Acabou-se, porém. Nem há França, nem Argentina. O regresso a Lisboa foi antecipado, embora ligeiramente, e em vez de conversa fiada, que é o que não tem faltado, deve valorizar-se o caminho trilhado desde há quatro anos, com a força de nos levantarmos de cada vez que tropeçamos, sem jamais perder de vista um futuro de esperança, pelo menos enquanto houver Cristiano.
No imediato, é preciso desviar o foco, um termo na moda, para a participação no próximo Campeonato da Europa, o qual devemos atacar com a competência e a responsabilidade de quem tem o título a defender. É o mínimo a que estamos obrigados.
O nosso selecionador, na véspera do jogo de sábado, fez uma abordagem de uma precisão impressionante na conferência de Imprensa. Afirmou ele que, no limite, quando as duas equipas conseguem anular-se, normalmente, a diferença faz-se através das individualidades. Foi precisamente isso o que se observou: muito equilíbrio, respeito de parte a parte e a inevitabilidade de ser um ator cabeça de cartaz a desnivelar os pratos da balança.
Em rigor, subiram dois ao palco com esse estatuto de exceção, embora ambos dependentes de outro fator determinante. Avisou Fernando Santos que se Ronaldo jogasse sozinho iríamos perder e a verdade é que, não tendo ele estado em noite inspirada, o que só agravou a situação para o nosso lado, não se descortinou quem pudesse servir-lhe de amparo, nem alguém com autoridade para o substituir, ordenando o toque a reunir para, todos juntos, em bloco, darem uma mãozinha ao chefe, caírem em cima do oponente e desmontarem o sólido penedo uruguaio, ao qual sobrou manha e não faltou engenho.

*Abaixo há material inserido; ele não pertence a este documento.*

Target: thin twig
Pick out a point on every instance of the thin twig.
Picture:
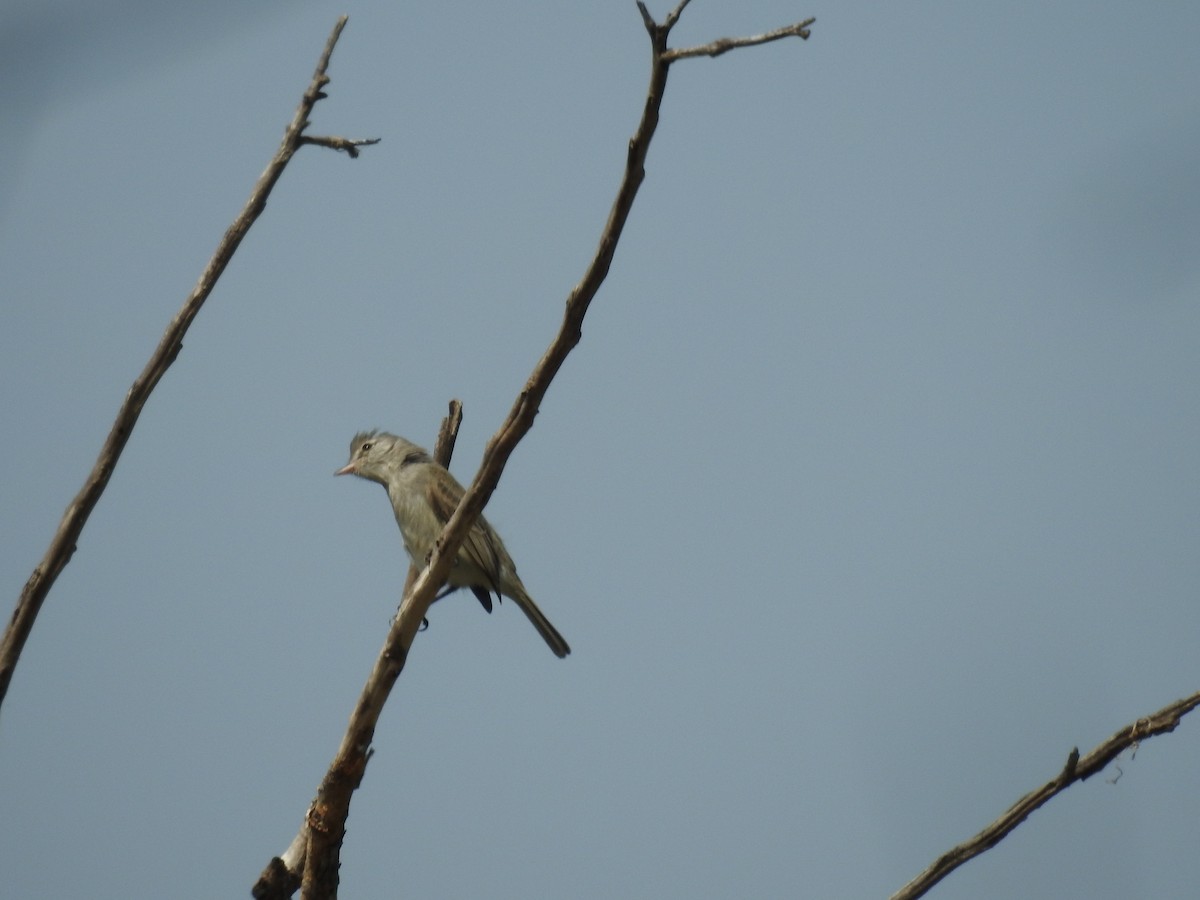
(63, 545)
(1075, 769)
(325, 822)
(724, 45)
(351, 145)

Santos advertiu que sem o suporte da equipa seria difícil triunfar e Tabárez, não é difícil adivinhar, terá pensado o mesmo. Era tão evidente que a contenda se decidiu, precisamente, nesse pormenor: enquanto Ronaldo se sentiu perdido, pela implacável marcação adversária e pela ausência de apoio efetivo que os seus lhe deviam ter dado e não deram, a Cavani deparou-se-lhe uma defesa lusa surpreendentemente distraída nos golos que marcou, além de contar com a disponibilidade dos companheiros, não apenas nesses dois lances capitais.
Énotória a distância que os separa: Cristiano e a Seleção. Falta uma ponte de ligação. Falta um jogador muito bom, na execução e na atitude, um Paulo Futre, um Rui Costa, um Luís Figo ou um Deco. Os outros são bons, mas ainda não suficientemente bons.
Bernardo Silva joga no Manchester City, como suplente regularmente utilizado.
Gonçalo Guedes entrou como saiu no PSG, sem se dar por ele - em contraposição, Cavani continua a ser protagonista no emblema parisiense -, foi dispensado e vai continuar a tentar a sua sorte no Valência.
João Mário não se afirmou no Inter e viu a porta de saída abrir-se-lhe com a aquisição de Vecino. Havia uma sobreposição em relação aos dois e o clube italiano optou pelo médio uruguaio, emprestando o português ao West Ham, onde rubricou uma presença sem história para contar.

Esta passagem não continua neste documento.